Conviction et doute, erreur et vérité, ne sont que des mots aussi vides qu'une bulle d'air. Irisée ou terne, cette bulle est l'image de ta vie. Omar Khayyâm, Robaiyat
Un endroit insolite
Des amis nous ont donné rendez-vous au dernier étage quasi désert d'un centre commercial, dans un de ces bars qui pullulent à Téhéran depuis peu. Des troquets aux murs sombres, faiblement éclairés, dans lesquels flottent des odeurs de tabac et de parfum bon marché. Pas d'alcool à la carte, puisqu'il est interdit ne serait-ce que d'en détenir en Iran, mais ici on trouve des thés et jus de fruits frais extrêmement élaborés.
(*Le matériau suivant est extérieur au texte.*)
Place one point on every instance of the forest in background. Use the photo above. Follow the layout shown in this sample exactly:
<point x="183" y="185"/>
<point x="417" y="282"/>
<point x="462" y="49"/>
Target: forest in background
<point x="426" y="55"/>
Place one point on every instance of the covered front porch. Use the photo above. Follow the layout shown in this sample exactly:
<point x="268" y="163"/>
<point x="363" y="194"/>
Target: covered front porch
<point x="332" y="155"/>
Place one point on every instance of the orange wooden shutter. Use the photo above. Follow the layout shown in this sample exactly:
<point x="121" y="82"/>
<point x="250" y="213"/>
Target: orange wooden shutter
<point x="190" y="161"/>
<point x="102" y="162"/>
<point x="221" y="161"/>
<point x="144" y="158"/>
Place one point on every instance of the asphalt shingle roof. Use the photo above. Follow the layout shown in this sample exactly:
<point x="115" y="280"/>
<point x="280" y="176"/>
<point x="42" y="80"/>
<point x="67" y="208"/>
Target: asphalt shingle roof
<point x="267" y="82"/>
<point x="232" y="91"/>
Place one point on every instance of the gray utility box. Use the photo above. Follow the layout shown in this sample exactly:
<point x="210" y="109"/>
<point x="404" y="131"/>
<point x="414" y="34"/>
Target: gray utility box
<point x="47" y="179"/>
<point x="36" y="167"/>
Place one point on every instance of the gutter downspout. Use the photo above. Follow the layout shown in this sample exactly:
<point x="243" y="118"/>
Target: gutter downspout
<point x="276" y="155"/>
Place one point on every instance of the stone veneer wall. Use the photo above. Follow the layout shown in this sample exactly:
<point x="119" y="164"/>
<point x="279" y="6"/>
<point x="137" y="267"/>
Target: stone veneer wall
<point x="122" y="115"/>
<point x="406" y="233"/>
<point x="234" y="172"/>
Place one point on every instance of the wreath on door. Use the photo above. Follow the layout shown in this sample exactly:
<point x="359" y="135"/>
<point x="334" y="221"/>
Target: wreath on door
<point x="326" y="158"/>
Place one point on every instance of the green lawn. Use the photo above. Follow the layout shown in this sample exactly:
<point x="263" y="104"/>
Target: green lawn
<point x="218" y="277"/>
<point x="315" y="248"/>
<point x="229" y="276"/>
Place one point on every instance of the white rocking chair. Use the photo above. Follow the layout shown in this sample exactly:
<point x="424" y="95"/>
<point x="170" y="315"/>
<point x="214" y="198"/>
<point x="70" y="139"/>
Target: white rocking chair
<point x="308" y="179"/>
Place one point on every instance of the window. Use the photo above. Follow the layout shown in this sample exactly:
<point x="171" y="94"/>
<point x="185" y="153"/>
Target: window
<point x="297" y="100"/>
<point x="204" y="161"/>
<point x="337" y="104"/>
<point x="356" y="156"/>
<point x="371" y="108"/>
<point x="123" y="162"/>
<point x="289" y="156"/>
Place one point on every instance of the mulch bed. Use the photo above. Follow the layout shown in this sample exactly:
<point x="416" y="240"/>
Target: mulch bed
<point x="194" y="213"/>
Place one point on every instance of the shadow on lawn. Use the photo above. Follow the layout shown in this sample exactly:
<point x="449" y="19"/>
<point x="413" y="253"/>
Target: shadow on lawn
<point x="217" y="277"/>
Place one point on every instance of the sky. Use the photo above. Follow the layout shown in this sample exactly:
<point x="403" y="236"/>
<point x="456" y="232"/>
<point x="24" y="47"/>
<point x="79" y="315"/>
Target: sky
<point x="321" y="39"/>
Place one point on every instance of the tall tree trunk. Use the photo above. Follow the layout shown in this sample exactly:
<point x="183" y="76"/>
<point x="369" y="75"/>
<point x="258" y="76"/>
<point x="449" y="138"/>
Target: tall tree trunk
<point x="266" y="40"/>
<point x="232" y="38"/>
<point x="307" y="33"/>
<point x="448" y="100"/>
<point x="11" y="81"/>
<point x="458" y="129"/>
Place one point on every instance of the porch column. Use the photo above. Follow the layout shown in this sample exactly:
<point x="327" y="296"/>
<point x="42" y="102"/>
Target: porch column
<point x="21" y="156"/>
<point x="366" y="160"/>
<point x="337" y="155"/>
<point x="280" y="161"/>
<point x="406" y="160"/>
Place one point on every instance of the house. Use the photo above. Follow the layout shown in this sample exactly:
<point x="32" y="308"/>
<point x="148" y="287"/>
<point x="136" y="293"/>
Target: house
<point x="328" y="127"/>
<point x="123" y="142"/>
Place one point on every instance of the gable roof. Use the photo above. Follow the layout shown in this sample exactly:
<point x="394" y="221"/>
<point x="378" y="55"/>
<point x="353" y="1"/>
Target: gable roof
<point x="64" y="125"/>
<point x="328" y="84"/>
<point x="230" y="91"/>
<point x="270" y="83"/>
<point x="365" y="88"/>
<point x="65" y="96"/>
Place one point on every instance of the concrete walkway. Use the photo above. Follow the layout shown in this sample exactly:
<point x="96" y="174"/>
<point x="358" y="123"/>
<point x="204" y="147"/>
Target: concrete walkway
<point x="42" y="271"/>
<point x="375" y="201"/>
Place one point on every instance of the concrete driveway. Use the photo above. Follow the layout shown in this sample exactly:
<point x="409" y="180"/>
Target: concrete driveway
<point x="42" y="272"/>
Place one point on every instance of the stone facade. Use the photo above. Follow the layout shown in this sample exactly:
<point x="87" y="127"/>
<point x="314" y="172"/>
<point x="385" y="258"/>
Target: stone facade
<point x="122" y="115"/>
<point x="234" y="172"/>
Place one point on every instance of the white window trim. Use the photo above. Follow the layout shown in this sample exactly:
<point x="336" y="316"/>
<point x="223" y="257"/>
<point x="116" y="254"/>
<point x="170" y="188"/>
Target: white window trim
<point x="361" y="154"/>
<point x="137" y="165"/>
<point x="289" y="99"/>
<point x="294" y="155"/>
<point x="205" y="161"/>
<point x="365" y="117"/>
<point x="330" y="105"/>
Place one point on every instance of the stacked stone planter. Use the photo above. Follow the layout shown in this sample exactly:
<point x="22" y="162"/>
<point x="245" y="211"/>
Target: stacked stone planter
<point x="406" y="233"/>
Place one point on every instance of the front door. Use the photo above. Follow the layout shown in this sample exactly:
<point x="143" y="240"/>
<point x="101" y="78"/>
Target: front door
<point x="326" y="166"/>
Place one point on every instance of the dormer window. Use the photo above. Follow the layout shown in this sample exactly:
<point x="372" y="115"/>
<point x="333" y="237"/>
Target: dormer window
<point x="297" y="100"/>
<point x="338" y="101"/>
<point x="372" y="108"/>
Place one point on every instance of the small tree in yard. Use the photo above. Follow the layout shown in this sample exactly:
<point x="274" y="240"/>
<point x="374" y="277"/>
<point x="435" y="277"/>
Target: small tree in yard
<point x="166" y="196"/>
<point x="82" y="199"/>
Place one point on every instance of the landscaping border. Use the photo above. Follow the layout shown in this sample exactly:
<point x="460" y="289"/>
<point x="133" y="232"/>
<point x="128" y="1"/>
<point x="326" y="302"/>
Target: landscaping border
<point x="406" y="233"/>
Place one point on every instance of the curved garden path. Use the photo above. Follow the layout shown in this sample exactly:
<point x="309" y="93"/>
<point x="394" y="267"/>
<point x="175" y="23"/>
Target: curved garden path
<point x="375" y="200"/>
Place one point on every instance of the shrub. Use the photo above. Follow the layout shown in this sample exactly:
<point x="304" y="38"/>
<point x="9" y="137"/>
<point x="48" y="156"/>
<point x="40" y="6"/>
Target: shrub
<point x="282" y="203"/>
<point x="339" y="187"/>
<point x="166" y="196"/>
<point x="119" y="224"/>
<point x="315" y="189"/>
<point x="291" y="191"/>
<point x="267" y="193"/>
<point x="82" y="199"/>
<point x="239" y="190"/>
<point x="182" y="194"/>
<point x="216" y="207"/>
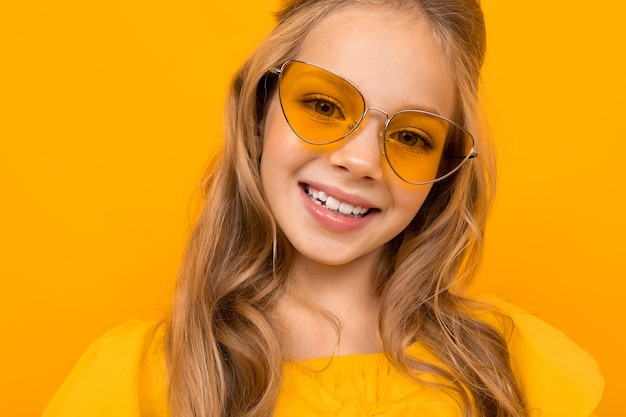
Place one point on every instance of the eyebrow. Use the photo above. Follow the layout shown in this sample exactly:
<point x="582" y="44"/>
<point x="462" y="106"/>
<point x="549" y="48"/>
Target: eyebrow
<point x="330" y="75"/>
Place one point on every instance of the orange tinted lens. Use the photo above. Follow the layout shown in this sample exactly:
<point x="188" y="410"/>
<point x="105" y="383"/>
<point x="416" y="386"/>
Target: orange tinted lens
<point x="321" y="107"/>
<point x="423" y="147"/>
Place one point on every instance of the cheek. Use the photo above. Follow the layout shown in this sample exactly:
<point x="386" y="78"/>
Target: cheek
<point x="410" y="200"/>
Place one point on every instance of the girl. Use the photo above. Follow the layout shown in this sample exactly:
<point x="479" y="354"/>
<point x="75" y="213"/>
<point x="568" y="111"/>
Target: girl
<point x="343" y="222"/>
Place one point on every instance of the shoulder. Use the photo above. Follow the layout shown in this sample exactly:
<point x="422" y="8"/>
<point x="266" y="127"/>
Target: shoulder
<point x="121" y="374"/>
<point x="559" y="378"/>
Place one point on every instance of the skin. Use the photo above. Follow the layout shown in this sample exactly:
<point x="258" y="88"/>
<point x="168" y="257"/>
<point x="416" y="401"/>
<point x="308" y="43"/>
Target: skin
<point x="394" y="61"/>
A deux pas du café, un magasin de jeux vidéo, d'une classe bien supérieure à celle des boutiques dont nous avons parlé dans le dernier article en date. Ici, on vend de la console et de l'accessoire en majorité. Peu d'articles sont posés sur les étagères. Le magasin ne donne pas cette sensation de désordre que j'avais pu éprouver auparavant. Les murs sont blancs, marbrés de noir, propres, le mobilier neuf et bien entretenu. Le seul lieu où règne un peu de désordre est le bureau d'Hossein, au fond de la pièce.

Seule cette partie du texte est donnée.